Yeah. So we, we went from, you know, dialing into a few bulletin board systems, hacking together a Texas ISP, getting your, your MBA.
And, and then I guess what led you to, to Cloudflare in your final steps?
So Cloudflare, you know, I'd launched, you know, a successful startup on the, in the past and was looking to move away from, I was working at a family office here at Austin, looking to move away from them.
Just, they were, we, I'd taken them for nine years of stuff.
And I was just going through lots of lists and old markers and stew lists and companies I was curious about.
And I realized Cloudflare had been one of them for a long time.
Like I was telling you earlier, I think I joined and created my first account in January, 2012.
And, you know, Cloudflare has been sort of, I guess, part of my life since then.
And I was talking to my wife and we were trying to brainstorm on companies and ideas and et cetera.
And, you know, some openings happened up and Cloudflare has been exploding in growth in Austin.
And here we are.
Awesome. And yeah, glad to have you and, you know, that range of experience and in our final few minutes, what are you most excited about kind of for the future of technology or the Internet, either, you know, what you're doing today or what Cloudflare is doing today or some of the other companies out there?
So, you know, something I'm really, I'm excited about is, you know, I wish it had happened sooner, but it's happening finally is I think security and privacy and trust are really starting to like become top of mind for a lot of people.
And I think, you know, it's like I look at my honors thesis work I did undergrad was around PKI and a lot of those same comments, a lot of those same comments or concepts of why should I trust this device, you know, are starting to come around of like, you know, let's put it on the network and not worry about it is going away.
And it's let's put it on the network and it can establish itself and its credibility and its trust and what it can do.
And we can bless it to do as few things as possible.
And we can monitor it.

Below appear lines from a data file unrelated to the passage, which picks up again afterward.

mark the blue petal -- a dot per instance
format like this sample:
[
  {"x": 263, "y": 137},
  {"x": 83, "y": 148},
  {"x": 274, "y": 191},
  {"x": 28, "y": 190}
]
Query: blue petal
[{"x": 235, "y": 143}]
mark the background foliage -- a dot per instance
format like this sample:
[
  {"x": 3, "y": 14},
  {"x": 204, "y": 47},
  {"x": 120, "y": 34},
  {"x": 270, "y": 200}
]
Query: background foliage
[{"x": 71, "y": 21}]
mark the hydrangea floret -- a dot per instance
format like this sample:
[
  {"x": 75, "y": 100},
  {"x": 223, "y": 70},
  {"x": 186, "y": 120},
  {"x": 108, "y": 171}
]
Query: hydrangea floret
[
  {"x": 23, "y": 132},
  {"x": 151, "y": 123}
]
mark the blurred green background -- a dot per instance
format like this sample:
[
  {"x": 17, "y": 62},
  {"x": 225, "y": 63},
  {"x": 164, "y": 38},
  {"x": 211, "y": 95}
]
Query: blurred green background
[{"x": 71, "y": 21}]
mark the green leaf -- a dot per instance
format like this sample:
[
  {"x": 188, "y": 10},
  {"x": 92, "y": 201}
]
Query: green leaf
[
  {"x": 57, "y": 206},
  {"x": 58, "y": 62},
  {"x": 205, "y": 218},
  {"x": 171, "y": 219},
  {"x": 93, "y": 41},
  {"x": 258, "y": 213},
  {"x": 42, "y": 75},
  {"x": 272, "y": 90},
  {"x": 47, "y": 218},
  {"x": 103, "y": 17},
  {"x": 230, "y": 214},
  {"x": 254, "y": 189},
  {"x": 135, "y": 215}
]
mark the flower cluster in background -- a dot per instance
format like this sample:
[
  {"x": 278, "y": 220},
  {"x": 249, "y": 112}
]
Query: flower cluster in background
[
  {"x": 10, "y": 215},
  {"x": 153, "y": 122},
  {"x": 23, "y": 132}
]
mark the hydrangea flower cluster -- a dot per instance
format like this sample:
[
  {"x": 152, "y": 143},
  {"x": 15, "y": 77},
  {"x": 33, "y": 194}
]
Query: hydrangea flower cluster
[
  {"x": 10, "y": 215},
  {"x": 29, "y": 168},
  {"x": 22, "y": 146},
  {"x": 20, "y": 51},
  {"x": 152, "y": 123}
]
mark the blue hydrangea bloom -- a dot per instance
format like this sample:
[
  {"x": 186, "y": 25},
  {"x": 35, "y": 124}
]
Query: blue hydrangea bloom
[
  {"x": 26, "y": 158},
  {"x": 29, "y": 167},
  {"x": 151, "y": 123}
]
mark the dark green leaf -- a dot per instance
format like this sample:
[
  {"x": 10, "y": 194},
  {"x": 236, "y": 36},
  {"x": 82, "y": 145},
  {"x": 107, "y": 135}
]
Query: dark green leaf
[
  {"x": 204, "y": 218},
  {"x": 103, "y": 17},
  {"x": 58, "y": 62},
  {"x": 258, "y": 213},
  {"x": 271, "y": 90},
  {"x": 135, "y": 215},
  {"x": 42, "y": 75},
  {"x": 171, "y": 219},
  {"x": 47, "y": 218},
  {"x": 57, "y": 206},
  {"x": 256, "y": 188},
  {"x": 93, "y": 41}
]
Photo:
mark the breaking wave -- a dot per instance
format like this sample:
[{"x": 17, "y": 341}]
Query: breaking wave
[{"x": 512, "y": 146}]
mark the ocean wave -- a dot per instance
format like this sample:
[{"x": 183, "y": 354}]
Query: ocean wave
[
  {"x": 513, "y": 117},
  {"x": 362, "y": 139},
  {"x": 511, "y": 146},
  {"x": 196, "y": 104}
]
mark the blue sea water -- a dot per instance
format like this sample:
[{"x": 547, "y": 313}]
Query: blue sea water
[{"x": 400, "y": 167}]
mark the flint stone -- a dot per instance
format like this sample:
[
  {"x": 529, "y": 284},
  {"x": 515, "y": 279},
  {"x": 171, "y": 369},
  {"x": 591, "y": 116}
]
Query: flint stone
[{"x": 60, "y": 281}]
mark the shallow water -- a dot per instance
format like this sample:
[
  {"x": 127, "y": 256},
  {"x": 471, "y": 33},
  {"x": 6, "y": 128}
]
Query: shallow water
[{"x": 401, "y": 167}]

And if it starts misbehaving, we can shut it down quickly.
You know, and getting rid of this, getting rid of some of the, you know, I think, you know, VPN and a lot of these concepts and like having to give things full access and then dial it back and being able to flip those equations to the easier, let's just trust it as little as possible and then open it up and being able to do that at an increasingly micro level.

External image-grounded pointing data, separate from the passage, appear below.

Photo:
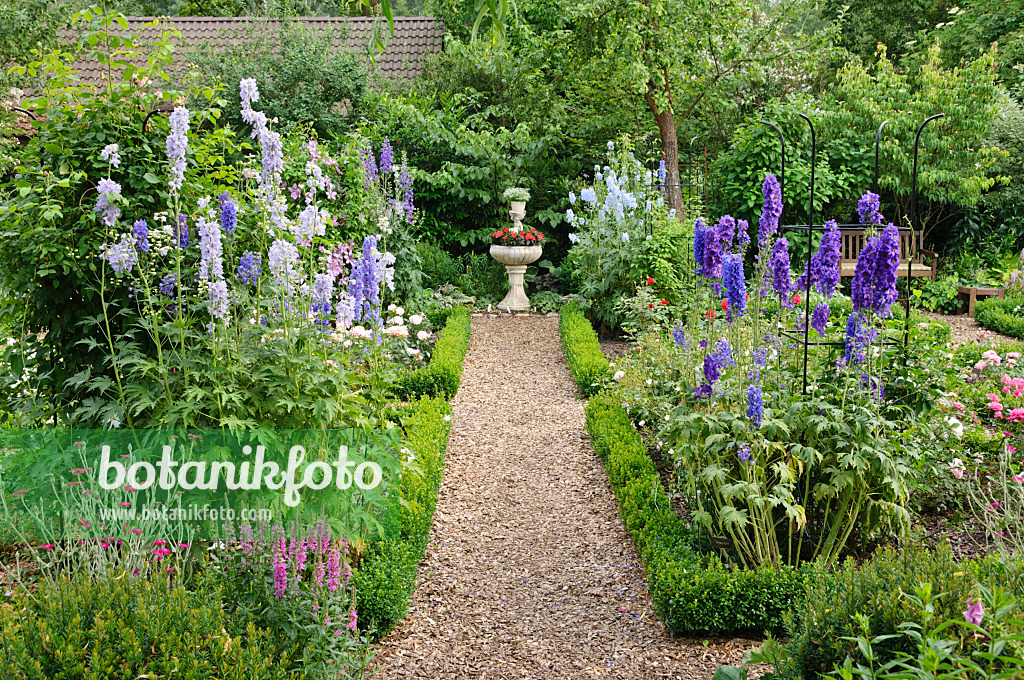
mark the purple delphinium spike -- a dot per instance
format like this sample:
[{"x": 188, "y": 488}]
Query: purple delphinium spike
[
  {"x": 228, "y": 213},
  {"x": 779, "y": 271},
  {"x": 755, "y": 405},
  {"x": 735, "y": 285},
  {"x": 387, "y": 157},
  {"x": 868, "y": 209},
  {"x": 771, "y": 212}
]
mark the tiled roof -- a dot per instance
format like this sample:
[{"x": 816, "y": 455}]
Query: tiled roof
[{"x": 415, "y": 38}]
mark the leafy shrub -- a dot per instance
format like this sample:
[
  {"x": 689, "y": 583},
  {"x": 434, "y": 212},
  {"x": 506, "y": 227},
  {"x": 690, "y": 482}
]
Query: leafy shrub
[
  {"x": 385, "y": 577},
  {"x": 546, "y": 301},
  {"x": 1005, "y": 315},
  {"x": 816, "y": 627},
  {"x": 583, "y": 351},
  {"x": 131, "y": 628},
  {"x": 441, "y": 376},
  {"x": 437, "y": 266},
  {"x": 940, "y": 295},
  {"x": 303, "y": 78},
  {"x": 51, "y": 234},
  {"x": 693, "y": 595}
]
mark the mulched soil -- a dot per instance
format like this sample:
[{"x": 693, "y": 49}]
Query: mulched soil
[
  {"x": 529, "y": 572},
  {"x": 967, "y": 331}
]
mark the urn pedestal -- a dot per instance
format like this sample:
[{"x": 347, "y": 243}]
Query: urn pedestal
[{"x": 515, "y": 259}]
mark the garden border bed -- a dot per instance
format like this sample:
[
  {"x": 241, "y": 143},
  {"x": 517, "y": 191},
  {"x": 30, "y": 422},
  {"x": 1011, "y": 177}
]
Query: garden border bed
[
  {"x": 693, "y": 594},
  {"x": 386, "y": 577}
]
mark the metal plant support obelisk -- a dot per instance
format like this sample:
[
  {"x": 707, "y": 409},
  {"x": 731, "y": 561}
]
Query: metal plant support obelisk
[{"x": 810, "y": 227}]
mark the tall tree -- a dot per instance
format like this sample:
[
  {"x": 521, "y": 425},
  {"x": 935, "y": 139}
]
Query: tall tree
[{"x": 678, "y": 54}]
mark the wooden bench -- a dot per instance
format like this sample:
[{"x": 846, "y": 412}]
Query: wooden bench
[
  {"x": 910, "y": 250},
  {"x": 973, "y": 293}
]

So rather than network to network, being able to do it, like all devices are their own island and they have to have paths to do anything else.

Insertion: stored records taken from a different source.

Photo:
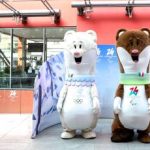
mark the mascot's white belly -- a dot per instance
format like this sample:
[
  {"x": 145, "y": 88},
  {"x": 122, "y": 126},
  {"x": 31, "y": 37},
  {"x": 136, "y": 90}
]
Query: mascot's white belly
[
  {"x": 134, "y": 111},
  {"x": 77, "y": 110}
]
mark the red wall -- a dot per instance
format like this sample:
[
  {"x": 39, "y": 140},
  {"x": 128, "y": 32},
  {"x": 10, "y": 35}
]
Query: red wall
[{"x": 106, "y": 22}]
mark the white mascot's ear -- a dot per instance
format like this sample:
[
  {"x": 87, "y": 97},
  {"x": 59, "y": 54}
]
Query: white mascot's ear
[
  {"x": 92, "y": 34},
  {"x": 68, "y": 34}
]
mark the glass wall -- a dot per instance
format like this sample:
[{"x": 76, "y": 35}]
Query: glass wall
[{"x": 22, "y": 52}]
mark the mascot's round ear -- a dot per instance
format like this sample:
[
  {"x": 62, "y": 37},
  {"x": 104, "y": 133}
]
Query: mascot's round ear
[
  {"x": 92, "y": 34},
  {"x": 146, "y": 31},
  {"x": 120, "y": 32},
  {"x": 68, "y": 34}
]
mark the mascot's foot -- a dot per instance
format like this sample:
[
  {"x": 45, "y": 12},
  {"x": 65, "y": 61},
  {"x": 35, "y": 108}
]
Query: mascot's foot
[
  {"x": 144, "y": 137},
  {"x": 68, "y": 134},
  {"x": 122, "y": 135},
  {"x": 89, "y": 134}
]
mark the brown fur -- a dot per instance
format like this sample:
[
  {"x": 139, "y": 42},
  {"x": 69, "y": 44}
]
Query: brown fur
[{"x": 130, "y": 40}]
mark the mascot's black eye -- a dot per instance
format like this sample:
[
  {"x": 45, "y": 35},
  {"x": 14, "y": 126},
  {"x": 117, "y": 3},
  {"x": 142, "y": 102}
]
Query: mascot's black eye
[{"x": 80, "y": 46}]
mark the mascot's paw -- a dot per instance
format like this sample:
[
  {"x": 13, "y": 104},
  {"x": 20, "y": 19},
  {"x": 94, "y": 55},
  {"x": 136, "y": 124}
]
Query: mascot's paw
[
  {"x": 117, "y": 105},
  {"x": 68, "y": 134},
  {"x": 89, "y": 134},
  {"x": 59, "y": 107}
]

So whether it's a camera or it's my thermostat, you know, why does my thermostat need to be able to talk to my TV?
So almost, you know, solving those same problems from those early ISP days and taking just a different paradigm of, you know, we're not going to have it wide open.
How do we have it limited or check every single time with the proper permissions that can be monitored and reduced or grow over time?
Yeah. And it's not always malicious. Sometimes it just, you know, devices have bugs or devices fail, but you know, I don't want my thermostat setting my house on fire no matter what.
I mean, hopefully. When the robot operating comes, you know, I'm trying to be nice to my virtual assistants.
You should be. All right. They have long memories. They do. You know, they probably have a marker and index of all the times I, you know, say thank you or show gratitude.
That will spare me in the apocalypse. Or they have video that they can just go watch later and catch up.
All right. And with that, we're near the end of the time.
So Sean, I thank you for taking us through your Internet journey and your dial-up motive.
For anyone catching the live stream, thank you for catching the show.
And for anyone watching a recording, I hope you had a wonderful morning, evening, or good night.